Dat de thuiszorg niet geregeld was toen de moeder van cliënte op 7 maart 2018 naar huis ging (klacht 2), kan naar het oordeel van de commissie het ziekenhuis niet worden verweten nu de oorzaak van de dossierverwisseling bij de betreffende thuiszorgorganisatie en niet bij het ziekenhuis lag.

De commissie is concluderend van oordeel dat niet kan worden geoordeeld dat het medisch team van het ziekenhuis niet de zorg heeft betracht die een redelijk bekwaam en redelijk handelend hulpverlener in dezelfde omstandigheden zou hebben betracht. Niet is komen vast te staan dat de behandelend artsen zich onvoldoende hebben ingespannen met betrekking tot de medische behandeling van de moeder van klaagster of bij die inspanning een fout hebben gemaakt. Zij oordeelt de klachten ongegrond.

Voor aanspraak op schadevergoeding is ten minste vereist dat het ziekenhuis in enig opzicht toerekenbaar is tekortgeschoten in de nakoming van de behandelingsovereenkomst.

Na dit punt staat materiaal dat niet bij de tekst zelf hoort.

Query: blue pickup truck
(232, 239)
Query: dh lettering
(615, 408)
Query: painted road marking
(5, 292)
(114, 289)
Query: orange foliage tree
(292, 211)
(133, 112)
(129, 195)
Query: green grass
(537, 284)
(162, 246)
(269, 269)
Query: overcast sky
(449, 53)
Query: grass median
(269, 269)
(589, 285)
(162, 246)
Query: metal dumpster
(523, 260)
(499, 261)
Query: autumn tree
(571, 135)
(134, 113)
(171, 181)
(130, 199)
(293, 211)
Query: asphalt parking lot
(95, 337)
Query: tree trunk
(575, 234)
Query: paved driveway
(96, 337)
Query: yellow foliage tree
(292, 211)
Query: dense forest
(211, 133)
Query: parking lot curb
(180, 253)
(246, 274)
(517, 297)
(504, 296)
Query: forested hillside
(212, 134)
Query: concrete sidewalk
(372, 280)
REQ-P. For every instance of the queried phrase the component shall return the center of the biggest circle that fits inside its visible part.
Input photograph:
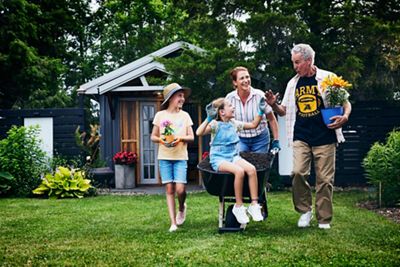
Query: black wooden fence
(65, 122)
(369, 122)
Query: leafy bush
(5, 180)
(65, 183)
(22, 157)
(382, 165)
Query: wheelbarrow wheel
(230, 219)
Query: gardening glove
(261, 106)
(275, 146)
(211, 112)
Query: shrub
(65, 183)
(5, 181)
(382, 166)
(22, 157)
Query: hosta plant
(64, 183)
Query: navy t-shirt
(309, 126)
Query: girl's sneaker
(240, 214)
(173, 228)
(181, 216)
(255, 211)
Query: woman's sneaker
(240, 214)
(181, 216)
(255, 211)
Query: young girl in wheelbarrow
(224, 153)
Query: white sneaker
(324, 226)
(255, 212)
(240, 214)
(305, 219)
(181, 216)
(173, 228)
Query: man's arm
(339, 121)
(272, 101)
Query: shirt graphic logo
(308, 100)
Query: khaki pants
(324, 164)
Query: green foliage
(5, 181)
(65, 183)
(382, 165)
(22, 157)
(206, 73)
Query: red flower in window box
(205, 155)
(125, 158)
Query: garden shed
(128, 102)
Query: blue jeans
(173, 171)
(259, 143)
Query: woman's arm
(189, 137)
(204, 128)
(273, 123)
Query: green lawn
(133, 231)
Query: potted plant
(334, 89)
(168, 131)
(124, 169)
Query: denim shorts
(173, 171)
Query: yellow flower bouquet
(335, 90)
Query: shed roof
(118, 79)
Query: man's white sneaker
(181, 216)
(324, 226)
(173, 228)
(305, 219)
(240, 214)
(255, 212)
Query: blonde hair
(219, 104)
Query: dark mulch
(390, 213)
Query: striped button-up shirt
(248, 111)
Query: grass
(133, 231)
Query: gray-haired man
(310, 137)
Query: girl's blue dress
(224, 142)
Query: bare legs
(170, 190)
(239, 169)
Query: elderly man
(310, 137)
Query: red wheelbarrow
(221, 184)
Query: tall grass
(133, 231)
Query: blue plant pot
(327, 113)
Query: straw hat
(171, 89)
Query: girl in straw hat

Van een toerekenbare tekortkoming is hier echter geen sprake. 

Overigens was het op grond van de ten tijde van de indiening van deze klacht wettelijk niet mogelijk om als nabestaanden zelfstandig een vordering in te dienen met betrekking tot affectieschade (smartengeld), tenzij er sprake is van aantasting in de persoon. Alhoewel klaagster ongetwijfeld zeer geleden heeft en nog steeds lijdt als gevolg van het overlijden van haar moeder, is onvoldoende komen vast te staan dat bij haar sprake is (geweest) van zodanig ernstig geestelijk letsel, dat in redelijkheid gesproken kan worden van ‘aantasting in de persoon’.

Hetgeen partijen ieder voor zich verder nog naar voren hebben gebracht, behoeft naar het oordeel van de commissie geen verdere bespreking, nu dat niet tot een ander oordeel kan leiden.

Derhalve wordt als volgt beslist.

Beslissing
De commissie verklaart de klachten van klaagster ongegrond en wijst haar vordering af. 

Aldus beslist op 15 april 2019 door de Geschillencommissie Ziekenhuizen, bestaande uit mevrouw mr. P.W.M. de Wolf MSM, voorzitter, mevrouw mr. dr. M.J. van Dam en de heer mr. M.H.J.N. van Berckel Smit, leden, waarbij mevrouw mr. W. Hartong van Ark als plaatsvervangend secretaris fungeerde.